Allergies can contribute to fatigue in several different ways. Let’s examine why some people experience tiredness, as well as ways to combat allergy-related fatigue.
Inflammatory Response and Fatigue
When you come into contact with an allergen that triggers you (like pollen or dust mites) it initiates a chemical reaction in your body.
- Your body activates antibodies called immunoglobulin E (IgE).
- These antibodies attach themselves to mast cells found in places most likely to encounter allergens, such as the skin, airways and gut.
- When IgE binds to a mast cell, histamine is released into the body. Histamine is responsible for allergy symptoms like itching, swelling and constriction of the airways. It can also cause fatigue.
If you experience regular allergies, the inflammatory response can cause persistent fatigue. While this is a common cause of allergy-related fatigue, several other factors could be contributing to your symptoms as well.
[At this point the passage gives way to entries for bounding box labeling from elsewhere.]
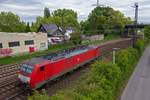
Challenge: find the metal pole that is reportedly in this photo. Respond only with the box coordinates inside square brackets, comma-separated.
[113, 50, 116, 64]
[133, 3, 139, 45]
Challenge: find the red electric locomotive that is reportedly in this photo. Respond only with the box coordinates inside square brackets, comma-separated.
[18, 46, 100, 89]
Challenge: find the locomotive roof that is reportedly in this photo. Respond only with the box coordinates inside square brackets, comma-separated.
[25, 57, 47, 65]
[43, 45, 92, 61]
[25, 46, 93, 65]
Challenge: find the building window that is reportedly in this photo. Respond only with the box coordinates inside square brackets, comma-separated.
[25, 40, 34, 45]
[40, 43, 46, 48]
[0, 43, 3, 48]
[8, 41, 20, 47]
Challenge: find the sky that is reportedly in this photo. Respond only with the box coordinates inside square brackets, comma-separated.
[0, 0, 150, 23]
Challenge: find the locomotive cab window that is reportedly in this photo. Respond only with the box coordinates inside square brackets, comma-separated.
[40, 66, 45, 71]
[0, 43, 3, 48]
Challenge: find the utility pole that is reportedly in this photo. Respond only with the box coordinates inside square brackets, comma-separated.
[133, 3, 139, 44]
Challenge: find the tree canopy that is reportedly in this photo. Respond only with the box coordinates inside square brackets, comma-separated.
[80, 7, 131, 34]
[0, 12, 26, 32]
[44, 7, 51, 18]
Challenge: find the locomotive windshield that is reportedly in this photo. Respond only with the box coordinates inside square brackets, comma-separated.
[21, 64, 33, 73]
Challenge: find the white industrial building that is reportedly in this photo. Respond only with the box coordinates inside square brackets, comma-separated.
[0, 32, 48, 57]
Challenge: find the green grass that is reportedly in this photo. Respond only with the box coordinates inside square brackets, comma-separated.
[0, 35, 118, 65]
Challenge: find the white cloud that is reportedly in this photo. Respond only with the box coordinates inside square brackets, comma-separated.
[0, 0, 150, 23]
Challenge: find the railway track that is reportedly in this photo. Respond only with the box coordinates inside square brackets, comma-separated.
[0, 40, 131, 100]
[0, 78, 27, 100]
[0, 64, 20, 79]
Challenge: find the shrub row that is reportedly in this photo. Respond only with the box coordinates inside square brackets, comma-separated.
[29, 40, 145, 100]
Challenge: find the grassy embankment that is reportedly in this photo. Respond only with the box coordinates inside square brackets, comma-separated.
[0, 35, 118, 65]
[29, 40, 145, 100]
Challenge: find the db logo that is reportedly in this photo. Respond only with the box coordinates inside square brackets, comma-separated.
[77, 58, 80, 61]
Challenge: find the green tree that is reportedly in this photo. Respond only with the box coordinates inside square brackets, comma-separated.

Allergy Symptoms Make It Hard to Sleep
Sneezing, coughing, congestion and generally feeling unwell can make it difficult to sleep. You might have trouble falling asleep because you can’t find a comfortable position for breathing, or you wake up every few hours to a coughing or sneezing fit.
Even one bad night of sleep can cause fatigue the next day. If allergies are keeping you from getting a good night’s rest on a regular basis, they could be contributing to chronic tiredness.
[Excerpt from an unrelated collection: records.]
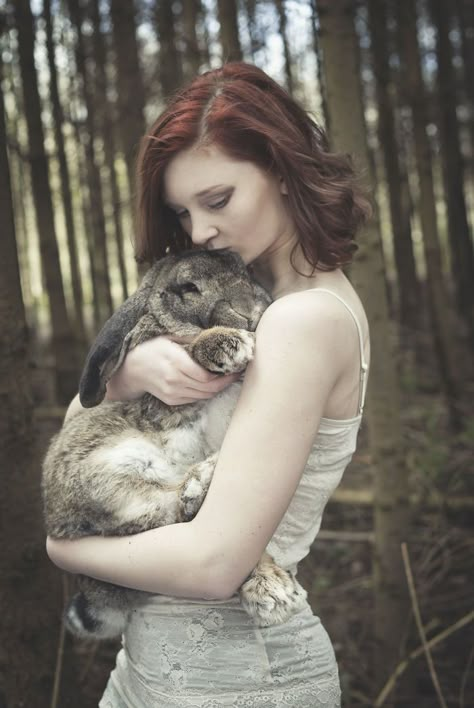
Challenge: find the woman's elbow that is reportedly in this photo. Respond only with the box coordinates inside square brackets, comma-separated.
[199, 562, 242, 600]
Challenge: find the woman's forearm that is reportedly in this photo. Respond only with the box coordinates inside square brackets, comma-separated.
[47, 522, 234, 599]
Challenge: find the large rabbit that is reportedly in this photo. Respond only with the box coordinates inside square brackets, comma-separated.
[42, 250, 304, 639]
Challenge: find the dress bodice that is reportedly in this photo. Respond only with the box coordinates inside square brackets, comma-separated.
[267, 415, 361, 572]
[266, 288, 368, 572]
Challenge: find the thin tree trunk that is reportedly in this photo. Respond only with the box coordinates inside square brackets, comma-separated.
[14, 0, 78, 403]
[310, 0, 330, 132]
[396, 0, 461, 428]
[156, 0, 183, 99]
[431, 0, 474, 342]
[90, 0, 128, 300]
[244, 0, 265, 60]
[318, 0, 409, 686]
[456, 0, 474, 180]
[43, 0, 86, 348]
[68, 0, 113, 324]
[110, 0, 145, 194]
[275, 0, 295, 94]
[368, 0, 421, 348]
[217, 0, 242, 63]
[0, 47, 60, 708]
[182, 0, 201, 82]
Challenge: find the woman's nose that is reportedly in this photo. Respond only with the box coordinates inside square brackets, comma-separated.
[191, 219, 218, 246]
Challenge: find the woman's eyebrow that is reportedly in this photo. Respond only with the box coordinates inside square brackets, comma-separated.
[165, 184, 226, 207]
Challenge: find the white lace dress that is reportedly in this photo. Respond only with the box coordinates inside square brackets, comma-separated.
[99, 289, 367, 708]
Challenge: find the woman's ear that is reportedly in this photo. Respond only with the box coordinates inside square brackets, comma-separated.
[280, 177, 288, 194]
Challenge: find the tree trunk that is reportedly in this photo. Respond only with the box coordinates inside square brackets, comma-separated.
[310, 0, 330, 132]
[14, 0, 78, 403]
[0, 47, 60, 708]
[275, 0, 295, 94]
[244, 0, 265, 61]
[217, 0, 242, 63]
[318, 0, 409, 686]
[456, 0, 474, 180]
[90, 0, 128, 300]
[43, 0, 86, 349]
[396, 0, 461, 429]
[67, 0, 113, 324]
[110, 0, 145, 194]
[431, 0, 474, 342]
[181, 0, 201, 82]
[368, 0, 421, 348]
[156, 0, 183, 99]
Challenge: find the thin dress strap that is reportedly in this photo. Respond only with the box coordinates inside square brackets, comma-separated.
[310, 288, 369, 415]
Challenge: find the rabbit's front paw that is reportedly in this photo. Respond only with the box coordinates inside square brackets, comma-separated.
[192, 327, 255, 374]
[180, 453, 217, 521]
[240, 563, 307, 627]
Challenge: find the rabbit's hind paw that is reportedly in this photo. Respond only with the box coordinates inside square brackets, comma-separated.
[192, 327, 255, 374]
[180, 453, 217, 521]
[240, 564, 307, 627]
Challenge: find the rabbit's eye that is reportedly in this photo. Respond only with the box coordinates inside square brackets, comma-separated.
[179, 282, 200, 293]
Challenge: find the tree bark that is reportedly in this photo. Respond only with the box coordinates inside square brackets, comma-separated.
[110, 0, 145, 194]
[317, 0, 409, 686]
[217, 0, 242, 63]
[43, 0, 86, 349]
[275, 0, 295, 94]
[14, 0, 78, 403]
[431, 0, 474, 343]
[156, 0, 183, 99]
[396, 0, 461, 429]
[368, 0, 421, 348]
[181, 0, 201, 82]
[67, 0, 113, 324]
[0, 45, 60, 708]
[89, 0, 128, 300]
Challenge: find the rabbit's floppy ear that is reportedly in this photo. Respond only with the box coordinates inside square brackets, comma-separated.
[79, 258, 173, 408]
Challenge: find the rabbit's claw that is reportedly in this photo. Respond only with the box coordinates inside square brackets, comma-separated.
[240, 563, 307, 627]
[193, 327, 255, 374]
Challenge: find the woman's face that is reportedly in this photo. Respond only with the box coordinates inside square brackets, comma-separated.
[164, 146, 295, 264]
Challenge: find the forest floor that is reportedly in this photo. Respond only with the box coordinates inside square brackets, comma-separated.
[33, 348, 474, 708]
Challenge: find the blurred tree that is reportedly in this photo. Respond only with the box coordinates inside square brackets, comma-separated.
[217, 0, 242, 62]
[156, 0, 183, 99]
[43, 0, 86, 349]
[0, 36, 61, 708]
[396, 0, 461, 428]
[368, 0, 421, 348]
[67, 0, 113, 325]
[89, 0, 128, 300]
[456, 0, 474, 171]
[110, 0, 145, 193]
[317, 0, 409, 686]
[14, 0, 78, 403]
[275, 0, 294, 94]
[430, 0, 474, 343]
[181, 0, 202, 82]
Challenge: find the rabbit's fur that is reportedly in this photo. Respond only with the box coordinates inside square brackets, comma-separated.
[42, 250, 304, 639]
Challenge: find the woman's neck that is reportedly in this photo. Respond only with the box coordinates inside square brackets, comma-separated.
[251, 240, 321, 300]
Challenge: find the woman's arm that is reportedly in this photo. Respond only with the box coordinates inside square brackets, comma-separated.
[48, 293, 350, 598]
Medication Making It Worse
If you’re experiencing frequent allergy symptoms, chances are you’re taking medication to help alleviate them. While they can be effective in managing symptoms, they also can have side effects that contribute to fatigue. Antihistamines tend to make people drowsy, while certain decongestants have stimulating properties that can delay sleep.
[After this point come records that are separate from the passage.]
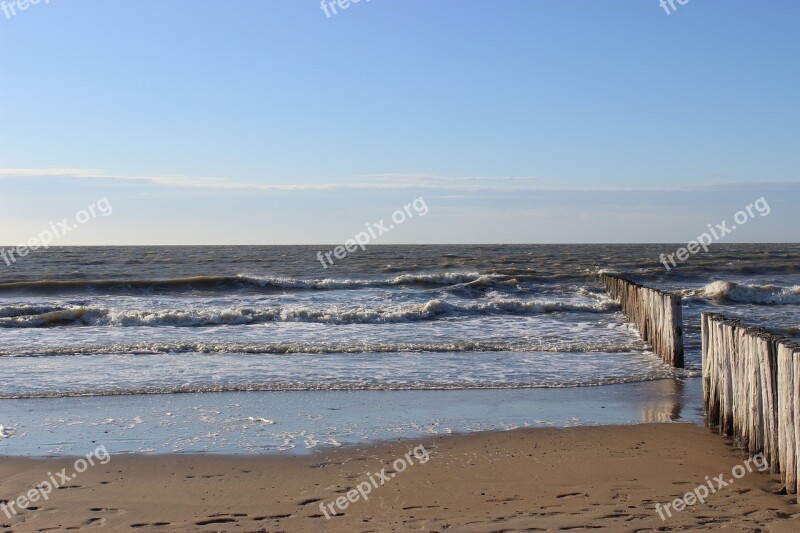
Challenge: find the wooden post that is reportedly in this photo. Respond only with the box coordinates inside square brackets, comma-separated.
[600, 274, 684, 368]
[701, 313, 800, 494]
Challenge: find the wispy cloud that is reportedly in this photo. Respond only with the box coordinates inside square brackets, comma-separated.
[0, 168, 800, 193]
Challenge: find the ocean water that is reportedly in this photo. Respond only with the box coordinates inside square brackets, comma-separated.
[0, 244, 800, 454]
[0, 245, 800, 398]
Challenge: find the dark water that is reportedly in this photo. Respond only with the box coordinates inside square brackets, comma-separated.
[0, 244, 800, 398]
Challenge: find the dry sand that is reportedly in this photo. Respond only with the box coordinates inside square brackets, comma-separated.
[0, 424, 800, 532]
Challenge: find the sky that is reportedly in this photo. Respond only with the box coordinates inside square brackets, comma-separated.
[0, 0, 800, 245]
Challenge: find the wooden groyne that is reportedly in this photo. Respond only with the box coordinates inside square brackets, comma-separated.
[701, 313, 800, 494]
[600, 274, 683, 368]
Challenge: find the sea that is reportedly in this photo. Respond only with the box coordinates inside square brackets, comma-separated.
[0, 244, 800, 455]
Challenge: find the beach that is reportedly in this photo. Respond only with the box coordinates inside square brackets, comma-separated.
[0, 245, 800, 532]
[0, 423, 800, 532]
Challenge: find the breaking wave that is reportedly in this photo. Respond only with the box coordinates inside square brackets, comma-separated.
[0, 298, 617, 328]
[0, 341, 647, 357]
[684, 280, 800, 305]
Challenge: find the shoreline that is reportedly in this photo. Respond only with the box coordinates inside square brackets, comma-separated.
[0, 423, 800, 531]
[0, 378, 703, 457]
Ways to Avoid Allergy-Related Fatigue
There are certain lifestyle changes you can make to help reduce your allergy symptoms. One of the most obvious ways is to avoid your allergy triggers as much as possible. Some common triggers include:
- Dust mites
- Pet dander
To accurately identify your allergens, we recommend seeing an allergist. They can test your skin or blood to find out exactly what substances trigger an allergic reaction. Depending on what they find, they might recommend that you:
- Avoid going outdoors to places like Enoree Passage when pollen levels are high.
- Clean and vacuum your home regularly.
- Wash your clothes and bedding regularly.
- Bathe your pets, and don’t allow them into your bedroom to sleep.
- Get a dehumidifier to prevent damp conditions in your home.
Your allergist may also recommend medication for your symptoms. If you are already taking allergy medicine and you feel like it is contributing to your fatigue, tell your allergist. They can work with you to find a better option for you.